Share your dilemmas and get honest opinions from other Mumsnetters.

to think Gavin Williamsons views on teachers have been found out and he is trying to back pedal

377 replies

cakeorwine · 02/03/2023 08:05

Leaked WhatsApp messages about schools during Covid and re-opening.

www.theguardian.com/world/2023/mar/01/leaked-messages-boris-johnson-bemoaning-face-masks-u-turn

In October 2020, Williamson said publicly the following year’s exams would be postponed for a few weeks to make up teaching time. According to the leaked messages, Hancock then got in touch with his cabinet colleague to say “what a bunch of absolute arses the teaching unions are”.

Williamson replied: “I know they really really do just hate work.” Hancock then responded with a laughing emoji and a bullseye.

Dr Mary Bousted, joint general secretary of the National Education Union, said in response to the leak: “Why am I utterly unsurprised to now have it absolutely confirmed that Gavin Williamson was unfit to be secretary of state for education?”

According to Williamson, these comments were about "some unions" and he has the utmost respect for teachers who went above and beyond during the pandemic.

Yet it's the teachers who would be doing the work, not the Unions. So who was he saying who "really really just hate work"

OP posts:
Zog14 · 03/03/2023 12:36

herewegoroundthebastardbush · 02/03/2023 13:53

Maybe they can afford more sophisticated software that prevents misuse; maybe they can afford to incentivise their staff more to withstand online abuse, or support their staff with the emotional upshot, or have very stringent behaviour policies that enable them to expel a pupil who did something like this to a teacher.

When you're getting paid a low wage, asked to completely change your working practice at no notice and with inadequate technology, only to be exposed on the internet and have the piss taken out of you by thousands of viewers, do you not think that might impact your mental health? Or make you think 'fuck it I don't get paid enough to put up with this shite"?

The part of this, I find frustrating, is that whole swathes of the economy had to entirely change their way of working in response to Covid.

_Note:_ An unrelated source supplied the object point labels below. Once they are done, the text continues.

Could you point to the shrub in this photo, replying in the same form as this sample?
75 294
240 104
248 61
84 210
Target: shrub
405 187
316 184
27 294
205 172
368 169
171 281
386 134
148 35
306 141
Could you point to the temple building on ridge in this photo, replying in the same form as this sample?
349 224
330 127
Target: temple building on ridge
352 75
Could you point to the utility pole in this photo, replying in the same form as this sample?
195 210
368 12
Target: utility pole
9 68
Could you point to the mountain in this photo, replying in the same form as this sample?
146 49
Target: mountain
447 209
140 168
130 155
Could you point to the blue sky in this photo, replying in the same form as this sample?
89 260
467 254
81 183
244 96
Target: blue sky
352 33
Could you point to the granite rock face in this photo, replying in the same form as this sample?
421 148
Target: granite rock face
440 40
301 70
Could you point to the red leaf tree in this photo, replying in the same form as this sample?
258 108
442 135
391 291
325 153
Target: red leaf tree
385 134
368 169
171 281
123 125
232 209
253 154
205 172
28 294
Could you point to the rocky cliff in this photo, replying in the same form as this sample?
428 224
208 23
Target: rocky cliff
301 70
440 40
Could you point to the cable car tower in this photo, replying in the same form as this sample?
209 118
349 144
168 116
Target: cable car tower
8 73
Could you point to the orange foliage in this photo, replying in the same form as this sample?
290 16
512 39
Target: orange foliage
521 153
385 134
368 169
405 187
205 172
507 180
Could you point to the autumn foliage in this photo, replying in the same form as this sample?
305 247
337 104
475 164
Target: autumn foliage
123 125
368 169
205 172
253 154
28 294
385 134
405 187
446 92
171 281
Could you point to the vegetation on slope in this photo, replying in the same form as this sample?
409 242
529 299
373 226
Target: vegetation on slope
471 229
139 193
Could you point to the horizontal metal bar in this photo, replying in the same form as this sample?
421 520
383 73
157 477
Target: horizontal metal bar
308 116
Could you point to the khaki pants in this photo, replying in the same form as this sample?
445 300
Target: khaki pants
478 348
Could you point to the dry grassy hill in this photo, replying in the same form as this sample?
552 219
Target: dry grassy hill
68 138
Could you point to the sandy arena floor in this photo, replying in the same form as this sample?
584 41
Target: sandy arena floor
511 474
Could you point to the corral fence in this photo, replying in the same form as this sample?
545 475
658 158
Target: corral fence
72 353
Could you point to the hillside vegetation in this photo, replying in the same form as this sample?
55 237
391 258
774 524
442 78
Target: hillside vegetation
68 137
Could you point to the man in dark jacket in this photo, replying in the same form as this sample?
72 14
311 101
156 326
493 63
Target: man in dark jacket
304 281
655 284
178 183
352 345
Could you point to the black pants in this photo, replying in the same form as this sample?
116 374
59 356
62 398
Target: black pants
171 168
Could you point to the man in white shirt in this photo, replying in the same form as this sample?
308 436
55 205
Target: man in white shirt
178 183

It was not unique to the teaching profession. My patient facing team in the NHS moved online almost immediately in response to the pandemic. We delivered therapy, training to groups, supported suicidal clients. We did not sit around and moan that we had to entirely change our way of working. I taught myself how to use the virtual platform, how to run groups on it - having never used it before. It was not an excuse not to work.

Now clearly many teachers did the same, but my child’s teacher/school did not. They closed the doors and the first time I heard from my child’s teacher was 4 months later, when she phoned to see “how we were doing?” When I told her it was really difficult doing my own full time job in the NHS plus teaching my child (who has dyslexia). She responded “well you will know how to do it now, after four months” and laughed. When I asked why there was no online provision, she said “I do not feel comfortable doing that and I am not trained to do that”.

You can imagine how I felt! I know that there are many excellent teachers but unfortunately my child has not had them and our experience during lockdown could not have been worse. I was doing my job to the best of my ability and the job the teacher should have been doing, whilst they sat at home teaching their own children.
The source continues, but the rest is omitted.